The Georgia Civil Rights Cold Cases Project at Emory University is both a class and an ongoing historical and journalistic exploration of the Jim Crow South. Emory undergraduate students are examining Georgia history through the prism of unsolved or unpunished racially-motivated murders that occurred in the state during the modern civil rights era. By using primary evidence – including FBI records, NAACP files, personal archives, family photographs, old newspaper clippings, court transcripts and more – and by immersing themselves in the scholarship of historians, journalists and memoirists, students come to see and understand a history that is little known from the inside looking out and long forgotten from the outside looking in.
Taught by Profs. Hank Klibanoff and Brett Gadsden, the civil rights cold cases course is cross-listed in Journalism, History, African-American Studies, and American Studies. As Emory undergraduates have discovered and revealed, James Brazier, Clarence Pickett, Willie Countryman, Lemuel Penn, Hulet Varner Jr., A.C. Hall and others were targeted for death because of their race, beliefs, or civil rights work – or in some cases merely because of what they drove, how they spoke, or the ever-shifting lines of racial etiquette they crossed. In most cases, these murders prompted no state or local investigations or prosecutions, and received inconsistent investigations by the Federal Bureau of Investigation.
In Georgia, unrestrained agents of white supremacy, sometimes believing their actions were legitimized by the fiery words of their political leaders, killed and inflicted great injury to untold numbers of African-American men and women between the end of World War II and the assassination of Rev. Martin Luther King Jr. in 1968. When the Department of Justice in late 2006 released a list of more than 100 unsolved racially-motivated civil rights-era murder victims in the South, 19 were from Georgia. But that list, which the Justice Department received from the Southern Poverty Law Center, was never seen as being complete; since then, others have come to light. Indeed, Emory students have gathered 50-year old documents that reveal names of many more African-Americans who were killed because of their race during the modern civil rights era.
Emory students have focused their attention less on figuring out who-done-it (because in most cases, the assailants were known) and more on exploring why. Why would white police officers be so offended that a black man owned a nicer car than they could afford that the officers would kill the black man? Why would white physicians, examining black patients who had been brutally beaten by police, so readily conclude the victims were drunk or faking pain and ignore the signs of grave injury, withhold medical treatment, and send the patients home or back to their jail cell to die? Why would a black inmate agree to become the “trusty” to a white sheriff who openly reviled and belittled blacks, knowing his role meant spying on other black inmates and covering up for violent acts by law enforcement officers? After an all-white coroner’s jury’s concluded, based on testimony, that a white police officer murdered a young black man, why would a grand jury refuse to bring charges against the officer? After an all-white grand jury concluded that a white police officer likely murdered a black inmate by beating him to death in a jail cell, why would a trial jury, after only a one day hearing, take less than an hour to find a police officer not guilty?
So the purpose of the course and the project is not simply to solve a crime, name perpetrators and push for prosecution. Our purpose is to teach our students how to locate, dig out and analyze the documentation of those crimes, then engage them in understanding the difficult and fascinating (and, for many families, enduring) history of the life and times of these victims. Students are tasked with finding the truth, producing answers that families of victims have long despaired they will never know, and to present accounts of their findings through a public platform that serves to reveal truth, close gaps in history and bring closure to families of victims.

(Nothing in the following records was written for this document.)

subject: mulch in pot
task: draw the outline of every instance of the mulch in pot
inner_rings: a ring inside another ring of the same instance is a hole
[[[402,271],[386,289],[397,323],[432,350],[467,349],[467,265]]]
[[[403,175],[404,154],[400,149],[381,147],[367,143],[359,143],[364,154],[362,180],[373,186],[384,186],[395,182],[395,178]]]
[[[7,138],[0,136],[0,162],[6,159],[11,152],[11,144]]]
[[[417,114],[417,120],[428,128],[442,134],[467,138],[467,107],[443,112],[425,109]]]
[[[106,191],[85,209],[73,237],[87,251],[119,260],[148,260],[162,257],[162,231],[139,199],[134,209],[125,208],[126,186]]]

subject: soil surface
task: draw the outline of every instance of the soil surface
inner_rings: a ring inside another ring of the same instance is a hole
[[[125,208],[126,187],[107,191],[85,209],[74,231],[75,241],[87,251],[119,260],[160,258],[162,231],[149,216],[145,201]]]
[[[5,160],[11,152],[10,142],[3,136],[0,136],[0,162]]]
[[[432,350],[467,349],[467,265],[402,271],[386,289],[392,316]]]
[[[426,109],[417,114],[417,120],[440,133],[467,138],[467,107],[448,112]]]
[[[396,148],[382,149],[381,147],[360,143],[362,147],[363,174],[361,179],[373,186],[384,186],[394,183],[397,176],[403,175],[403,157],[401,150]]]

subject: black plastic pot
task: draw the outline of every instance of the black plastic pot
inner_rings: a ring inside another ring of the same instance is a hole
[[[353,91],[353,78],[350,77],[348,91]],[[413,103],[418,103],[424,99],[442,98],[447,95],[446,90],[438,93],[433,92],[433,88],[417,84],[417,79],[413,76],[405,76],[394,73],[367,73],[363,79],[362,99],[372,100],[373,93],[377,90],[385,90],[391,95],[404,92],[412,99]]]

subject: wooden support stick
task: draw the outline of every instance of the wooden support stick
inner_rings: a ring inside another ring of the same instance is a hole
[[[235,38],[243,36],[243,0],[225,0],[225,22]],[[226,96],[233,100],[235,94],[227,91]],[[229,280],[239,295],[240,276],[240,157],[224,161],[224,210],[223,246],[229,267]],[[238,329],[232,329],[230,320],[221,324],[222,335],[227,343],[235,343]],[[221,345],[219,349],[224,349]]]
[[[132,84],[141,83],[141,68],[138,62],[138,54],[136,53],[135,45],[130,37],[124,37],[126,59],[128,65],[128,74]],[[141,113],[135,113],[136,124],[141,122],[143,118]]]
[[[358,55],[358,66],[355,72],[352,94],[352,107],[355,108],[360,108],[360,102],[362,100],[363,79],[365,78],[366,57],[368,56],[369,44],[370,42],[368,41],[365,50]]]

More than 50 Emory College students have taken the cold cases course in six semesters since the fall of 2011. The earliest classes focused on the case of Lt. Col. Lemuel Penn, who was killed in 1964 as he and two other African-American men drove from Army reserve training at Ft. Benning, Georgia, back to their homes in Washington, D.C. That classes’ essays are being edited for posting on this site. Since then, classes have examined even more extensively the killing of James Brazier in Dawson, Terrell County, in April 1958; you will find those papers on this site now. The latest class has dug into the case of Clarence H. Pickett, who died just before Christmas, 1957, two days after being beaten inside a jail cell in Columbus; those student papers will be edited for this site.